Jane Kenyon and I were married for twenty-three years. For two decades we inhabited the double solitude of my family farmhouse in New Hampshire, writing poems, loving the countryside. She was forty-seven when she died. If anyone had asked us, “Which year was the best, of your lives together?” we could have agreed on an answer: “the one we remember least.” There were sorrowful years — the death of her father, my cancers, her depressions — and there were also years of adventure: a trip to China and Japan, two trips to India; years when my children married; years when the grandchildren were born; years of triumph as Jane began her public life in poetry: her first book, her first poem in the New Yorker. The best moment of our lives was one quiet repeated day of work in our house. Not everyone understood. Visitors, especially from New York, would spend a weekend with us and say as they left: “It’s really pretty here” (“in Vermont,” many added) “with your house, the pond, the hills, but … but … but … what do you do?”

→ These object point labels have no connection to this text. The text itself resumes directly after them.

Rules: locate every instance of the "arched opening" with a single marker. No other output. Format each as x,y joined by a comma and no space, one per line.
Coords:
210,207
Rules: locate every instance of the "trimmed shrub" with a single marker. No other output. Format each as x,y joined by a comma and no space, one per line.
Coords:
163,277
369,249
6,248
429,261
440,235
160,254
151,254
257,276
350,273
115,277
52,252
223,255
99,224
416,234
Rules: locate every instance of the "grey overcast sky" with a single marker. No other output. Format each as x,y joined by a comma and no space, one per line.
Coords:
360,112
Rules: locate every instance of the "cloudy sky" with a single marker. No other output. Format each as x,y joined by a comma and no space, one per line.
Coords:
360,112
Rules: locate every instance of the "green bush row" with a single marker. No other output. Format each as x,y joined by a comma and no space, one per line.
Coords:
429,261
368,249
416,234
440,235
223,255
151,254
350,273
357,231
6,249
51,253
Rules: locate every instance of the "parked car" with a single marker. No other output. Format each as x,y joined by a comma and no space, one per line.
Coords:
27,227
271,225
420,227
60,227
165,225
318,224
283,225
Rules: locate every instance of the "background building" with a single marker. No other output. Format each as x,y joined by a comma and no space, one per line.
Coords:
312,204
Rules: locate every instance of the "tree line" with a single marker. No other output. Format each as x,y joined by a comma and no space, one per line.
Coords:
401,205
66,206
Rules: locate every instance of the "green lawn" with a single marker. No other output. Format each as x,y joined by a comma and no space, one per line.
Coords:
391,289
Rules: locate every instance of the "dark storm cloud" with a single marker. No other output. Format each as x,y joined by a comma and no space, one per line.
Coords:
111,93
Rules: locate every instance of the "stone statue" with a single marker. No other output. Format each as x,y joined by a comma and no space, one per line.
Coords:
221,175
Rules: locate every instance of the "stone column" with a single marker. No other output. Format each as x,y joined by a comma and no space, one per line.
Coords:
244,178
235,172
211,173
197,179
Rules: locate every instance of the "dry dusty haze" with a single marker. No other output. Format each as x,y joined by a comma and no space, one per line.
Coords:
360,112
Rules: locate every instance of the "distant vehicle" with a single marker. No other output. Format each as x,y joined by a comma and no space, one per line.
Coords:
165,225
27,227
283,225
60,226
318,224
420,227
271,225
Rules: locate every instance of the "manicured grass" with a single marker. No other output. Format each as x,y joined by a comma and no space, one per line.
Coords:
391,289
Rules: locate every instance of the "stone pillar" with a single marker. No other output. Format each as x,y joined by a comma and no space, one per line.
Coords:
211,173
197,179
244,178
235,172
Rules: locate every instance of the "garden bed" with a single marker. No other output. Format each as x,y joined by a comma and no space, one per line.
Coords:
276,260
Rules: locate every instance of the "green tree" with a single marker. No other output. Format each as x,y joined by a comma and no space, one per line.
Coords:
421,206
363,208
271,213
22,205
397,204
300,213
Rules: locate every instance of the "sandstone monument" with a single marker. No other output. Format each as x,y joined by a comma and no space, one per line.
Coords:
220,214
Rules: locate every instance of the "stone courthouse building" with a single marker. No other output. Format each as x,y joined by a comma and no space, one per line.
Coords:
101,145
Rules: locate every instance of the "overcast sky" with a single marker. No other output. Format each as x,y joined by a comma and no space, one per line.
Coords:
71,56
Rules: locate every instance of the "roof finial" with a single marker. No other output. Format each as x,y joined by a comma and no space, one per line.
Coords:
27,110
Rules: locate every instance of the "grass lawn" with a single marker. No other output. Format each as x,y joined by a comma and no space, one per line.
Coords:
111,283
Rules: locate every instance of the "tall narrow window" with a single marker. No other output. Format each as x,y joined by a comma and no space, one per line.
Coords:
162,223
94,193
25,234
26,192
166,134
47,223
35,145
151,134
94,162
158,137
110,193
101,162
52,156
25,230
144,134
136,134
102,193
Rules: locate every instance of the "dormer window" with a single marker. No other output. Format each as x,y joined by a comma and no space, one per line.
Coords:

What we did: we got up early in the morning. I brought Jane coffee in bed. She walked the dog as I started writing, then climbed the stairs to work at her own desk on her own poems. We had lunch. We lay down together. We rose and worked at secondary things. I read aloud to Jane; we played scoreless ping-pong; we read the mail; we worked again. We ate supper, talked, read books sitting across from each other in the living room, and went to sleep. If we were lucky the phone didn’t ring all day… Three hundred and thirty days a year we inhabited this old house and the same day’s adventurous routine.
What we did: love.
By the day.
Lost in an eternal circle of solitude.
Sometimes, waking up with your faraway whisper. Most times, knowing there is none, maybe just those of devotion to a true Love.
Mine wasn't, it seems.
(And still hoping that out of the shock, the pain it may allow you to trigger an hello, a sentence, a token of a window into your life. I can't open it, but you could.)